Hen and Chickens Theatre, running 03 September
Allusions to the world of theatre run deeply through Reza de Wet’s Miracle; the basic premise is that a weary band of down-at-the-heel travelling players stop in an unnamed town to perform something that is redolent of the traditional morality play. In this troupe of actors we catch glimpses of what might have happened if Stoppard had fixed his eye on the Players rather than Rosencrantz and Guildenstern. However the play it cleaves most strongly to is Pirendello’s masterpiece, Six Characters In Search Of An Author. In many ways Miracle appears the inverse of Pirendello. Here it is the actors who are disturbed by a strange, almost alien presence, who represents the unknown outer world and acts as a catalyst for action. The absurdist fantasy of Pirendello has been exchanged for a more linear narrative structure but the resulting play retains an intriguing layered quality viewed through the unravelling of the travelling company.

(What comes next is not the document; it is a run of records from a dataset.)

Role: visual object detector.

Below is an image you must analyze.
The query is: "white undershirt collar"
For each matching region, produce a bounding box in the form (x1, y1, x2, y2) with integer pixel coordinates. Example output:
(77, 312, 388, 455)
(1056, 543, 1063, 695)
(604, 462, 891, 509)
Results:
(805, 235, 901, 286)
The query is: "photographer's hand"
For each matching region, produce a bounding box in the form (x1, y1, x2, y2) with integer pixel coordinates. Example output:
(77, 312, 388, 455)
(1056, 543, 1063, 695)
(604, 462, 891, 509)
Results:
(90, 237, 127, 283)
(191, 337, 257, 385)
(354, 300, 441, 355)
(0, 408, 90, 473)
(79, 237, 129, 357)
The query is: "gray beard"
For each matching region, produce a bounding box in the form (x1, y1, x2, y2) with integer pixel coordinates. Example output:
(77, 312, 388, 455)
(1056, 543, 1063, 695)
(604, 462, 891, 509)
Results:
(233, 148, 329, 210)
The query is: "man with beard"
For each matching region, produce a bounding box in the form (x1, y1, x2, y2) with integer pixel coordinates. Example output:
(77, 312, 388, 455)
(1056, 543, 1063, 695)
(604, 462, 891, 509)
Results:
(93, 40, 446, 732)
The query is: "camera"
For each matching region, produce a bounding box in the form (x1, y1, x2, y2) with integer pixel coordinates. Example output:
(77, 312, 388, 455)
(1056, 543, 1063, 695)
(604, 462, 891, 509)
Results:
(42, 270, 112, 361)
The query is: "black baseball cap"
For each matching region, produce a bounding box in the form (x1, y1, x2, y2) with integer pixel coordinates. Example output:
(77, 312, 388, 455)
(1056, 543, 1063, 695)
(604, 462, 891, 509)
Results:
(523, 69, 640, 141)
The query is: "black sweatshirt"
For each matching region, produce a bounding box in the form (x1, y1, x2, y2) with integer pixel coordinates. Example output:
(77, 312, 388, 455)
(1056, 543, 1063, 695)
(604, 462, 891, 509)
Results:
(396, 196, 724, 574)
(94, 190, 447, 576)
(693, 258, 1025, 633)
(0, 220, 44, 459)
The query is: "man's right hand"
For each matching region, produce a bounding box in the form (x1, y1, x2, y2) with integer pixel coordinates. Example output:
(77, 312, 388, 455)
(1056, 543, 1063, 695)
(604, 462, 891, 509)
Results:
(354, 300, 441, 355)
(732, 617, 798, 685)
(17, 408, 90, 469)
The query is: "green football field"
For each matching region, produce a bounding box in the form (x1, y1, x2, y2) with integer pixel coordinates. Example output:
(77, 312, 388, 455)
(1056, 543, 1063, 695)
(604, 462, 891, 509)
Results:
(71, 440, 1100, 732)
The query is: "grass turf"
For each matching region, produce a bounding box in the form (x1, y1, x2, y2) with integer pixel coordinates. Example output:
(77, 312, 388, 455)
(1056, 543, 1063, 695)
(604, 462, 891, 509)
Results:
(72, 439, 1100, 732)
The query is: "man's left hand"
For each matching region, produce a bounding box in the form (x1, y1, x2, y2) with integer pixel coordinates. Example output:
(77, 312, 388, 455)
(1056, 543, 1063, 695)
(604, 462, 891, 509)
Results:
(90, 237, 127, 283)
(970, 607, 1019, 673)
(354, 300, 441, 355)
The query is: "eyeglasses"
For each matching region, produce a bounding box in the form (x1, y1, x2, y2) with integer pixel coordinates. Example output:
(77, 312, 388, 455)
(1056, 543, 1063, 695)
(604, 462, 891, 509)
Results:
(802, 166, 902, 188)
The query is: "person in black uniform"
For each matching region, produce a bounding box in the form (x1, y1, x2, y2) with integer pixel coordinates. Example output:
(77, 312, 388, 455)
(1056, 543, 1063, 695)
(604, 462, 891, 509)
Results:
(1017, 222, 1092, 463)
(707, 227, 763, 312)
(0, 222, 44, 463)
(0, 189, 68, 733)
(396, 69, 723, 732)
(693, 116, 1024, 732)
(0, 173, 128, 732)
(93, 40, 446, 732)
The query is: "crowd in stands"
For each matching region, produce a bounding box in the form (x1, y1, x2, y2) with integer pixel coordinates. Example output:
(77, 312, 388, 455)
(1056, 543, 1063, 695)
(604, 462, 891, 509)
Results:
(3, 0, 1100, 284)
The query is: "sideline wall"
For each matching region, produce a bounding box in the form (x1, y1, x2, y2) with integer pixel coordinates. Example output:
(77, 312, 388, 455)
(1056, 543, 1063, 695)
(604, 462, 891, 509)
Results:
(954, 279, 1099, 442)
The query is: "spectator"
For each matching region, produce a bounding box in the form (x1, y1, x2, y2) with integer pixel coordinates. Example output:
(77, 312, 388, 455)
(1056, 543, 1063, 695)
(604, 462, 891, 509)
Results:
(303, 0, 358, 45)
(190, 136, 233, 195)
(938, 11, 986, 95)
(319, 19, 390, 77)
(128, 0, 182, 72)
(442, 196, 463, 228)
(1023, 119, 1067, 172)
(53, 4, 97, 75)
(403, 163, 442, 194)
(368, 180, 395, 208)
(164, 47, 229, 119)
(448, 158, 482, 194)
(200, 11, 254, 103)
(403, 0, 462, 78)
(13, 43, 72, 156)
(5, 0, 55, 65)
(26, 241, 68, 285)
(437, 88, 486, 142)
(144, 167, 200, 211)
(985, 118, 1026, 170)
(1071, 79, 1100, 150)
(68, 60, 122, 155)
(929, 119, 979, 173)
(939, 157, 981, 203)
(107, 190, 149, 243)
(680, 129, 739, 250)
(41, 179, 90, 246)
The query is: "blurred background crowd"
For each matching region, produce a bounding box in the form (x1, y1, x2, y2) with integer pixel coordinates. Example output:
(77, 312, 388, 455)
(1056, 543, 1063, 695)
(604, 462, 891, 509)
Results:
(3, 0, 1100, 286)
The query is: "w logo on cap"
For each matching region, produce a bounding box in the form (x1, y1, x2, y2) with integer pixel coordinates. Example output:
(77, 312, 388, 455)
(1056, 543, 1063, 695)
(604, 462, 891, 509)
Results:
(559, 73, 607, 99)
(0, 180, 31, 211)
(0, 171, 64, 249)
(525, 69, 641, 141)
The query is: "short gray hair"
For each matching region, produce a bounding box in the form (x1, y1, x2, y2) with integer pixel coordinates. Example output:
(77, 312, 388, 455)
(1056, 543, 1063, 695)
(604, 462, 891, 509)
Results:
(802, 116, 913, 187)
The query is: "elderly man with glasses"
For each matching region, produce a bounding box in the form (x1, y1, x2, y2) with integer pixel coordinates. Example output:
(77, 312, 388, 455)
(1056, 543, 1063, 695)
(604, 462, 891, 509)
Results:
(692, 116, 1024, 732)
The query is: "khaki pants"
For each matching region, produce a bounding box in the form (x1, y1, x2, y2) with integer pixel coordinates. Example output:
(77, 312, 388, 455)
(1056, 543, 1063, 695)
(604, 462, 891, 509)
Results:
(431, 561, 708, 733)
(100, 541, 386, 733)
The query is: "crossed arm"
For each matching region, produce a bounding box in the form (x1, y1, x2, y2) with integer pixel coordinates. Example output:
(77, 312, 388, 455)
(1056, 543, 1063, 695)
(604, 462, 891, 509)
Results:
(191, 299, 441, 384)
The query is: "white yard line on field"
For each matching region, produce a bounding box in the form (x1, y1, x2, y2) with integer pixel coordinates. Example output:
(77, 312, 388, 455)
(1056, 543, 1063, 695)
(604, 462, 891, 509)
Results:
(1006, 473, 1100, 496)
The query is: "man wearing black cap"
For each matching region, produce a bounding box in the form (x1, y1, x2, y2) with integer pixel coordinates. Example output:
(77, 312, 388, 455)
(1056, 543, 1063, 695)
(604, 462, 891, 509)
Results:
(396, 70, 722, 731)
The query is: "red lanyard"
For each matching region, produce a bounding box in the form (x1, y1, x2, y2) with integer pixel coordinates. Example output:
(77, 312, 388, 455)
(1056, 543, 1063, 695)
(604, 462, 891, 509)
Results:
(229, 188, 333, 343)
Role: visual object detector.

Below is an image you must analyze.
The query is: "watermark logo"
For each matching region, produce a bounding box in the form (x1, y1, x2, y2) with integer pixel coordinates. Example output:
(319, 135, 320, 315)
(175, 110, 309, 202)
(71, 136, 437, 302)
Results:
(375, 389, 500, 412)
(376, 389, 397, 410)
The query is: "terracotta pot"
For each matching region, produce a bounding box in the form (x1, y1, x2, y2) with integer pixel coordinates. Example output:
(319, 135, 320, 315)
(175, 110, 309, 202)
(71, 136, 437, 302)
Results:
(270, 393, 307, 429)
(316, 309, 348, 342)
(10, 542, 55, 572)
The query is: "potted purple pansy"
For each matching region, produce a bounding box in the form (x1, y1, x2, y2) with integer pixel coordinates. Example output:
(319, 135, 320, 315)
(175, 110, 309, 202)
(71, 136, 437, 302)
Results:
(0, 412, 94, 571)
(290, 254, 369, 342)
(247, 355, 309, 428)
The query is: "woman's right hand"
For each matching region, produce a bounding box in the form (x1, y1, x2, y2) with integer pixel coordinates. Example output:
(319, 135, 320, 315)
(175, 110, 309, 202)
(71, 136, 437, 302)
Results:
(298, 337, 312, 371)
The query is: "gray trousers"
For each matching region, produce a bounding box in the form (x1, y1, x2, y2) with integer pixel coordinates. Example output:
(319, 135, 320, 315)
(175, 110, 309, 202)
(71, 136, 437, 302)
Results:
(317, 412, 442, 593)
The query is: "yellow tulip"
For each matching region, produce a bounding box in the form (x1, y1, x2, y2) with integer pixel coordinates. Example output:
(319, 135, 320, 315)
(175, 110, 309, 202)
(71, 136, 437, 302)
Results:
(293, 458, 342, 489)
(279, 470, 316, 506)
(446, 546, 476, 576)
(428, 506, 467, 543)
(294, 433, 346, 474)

In giving the play a theme, the director, James Farrell, focuses the attention primarily on the sense of a theatrical world gone to seed and this helps to breathe life into a script that occasionally has a rather leaden feel. When the play springs into action it comes through the dynamism of the actors’ handling of the material rather than from a script that feels like it is striving towards a grander purpose than it ever quite earns. In Farrell’s vision of exaggerated theatricality and stars on the wane, we see hints of Beckett’s Vladimir and Estragon continually returning to the vaudeville rather than confront the present.
On stage this comes through in the excellent central performance by Edmund Dehn as Du Pre. He is the glue that is holding the actors together as a functioning company, and in the play as a whole it is his energy that keeps the audience engaged with the action. Dehn’s De Pre provides a wonderful sense of the final days of music hall; the constant travelling from town to town, reaching gradually dwindling audiences in ever smaller towns. He is a man who has been on the road a long time, a former star for whom accepting second fiddle would be a humiliation greater than playing to an audience of ten. So he continues and with him he drags a company by sheer force of personality alone until they reach a point where physically and mentally they cannot continue.
Dehn as the fading star appears to have channelled something of the off-screen Tony Hancock. There are the same hints of the haunting depressions existing under the surface; the weariness of a life travelling set against an almost pathological need to be centre stage on stage and off. The audience recognises him both as a petty tyrant, bullying the hapless Antoinne who appears entirely subservient to him, whilst understanding that he sees it as his duty to ensure the security of his companions; much in the same way a medieval nobleman would look after his court.
Christie Miller, as the malevolent outsider Anna, who acts as the catalyst for action is very enjoyable as a kind of Hyacinth Bucket seen through the eyes of Pedro Almodovar, and the rest of the cast provide solid support but are not helped by a script that does not give them a great deal to work and lacks a tonal quality. There are high points throughout; Annabelle Lanyon’s Salome provides the opportunity to glimpse Du Pre in his greatest days and in their familiarity there is a heartbreaking fragility that undercuts Salome’s attempts to maintain her childlike playfulness against the evidence of the passing years. However the unsung star of the show is Hatty Jones as Lenie. The part itself is little more than a cipher through which the thrust of the action takes place but Jones adds substantial meat to the bones. In the scene at dinner she has barely a line but steals the action with her nervy, anguished looks; adding a much-needed gravitas and tragedy to an event that forms the crux of the play.
Nameless Theatre’s production of Miracle has a sense of purpose, is thematically clear and well supported by a strong cast. However, for all of the accolades garlanded upon Reza De Wet, it is solid rather than spectacular script. Whilst there are interesting ideas throughout it is set against an unfortunately overly-mechanical plot. Given what has been achieved with this, it would be interesting to see the same team throw themselves into its obvious parallel in Pirendello and see the results.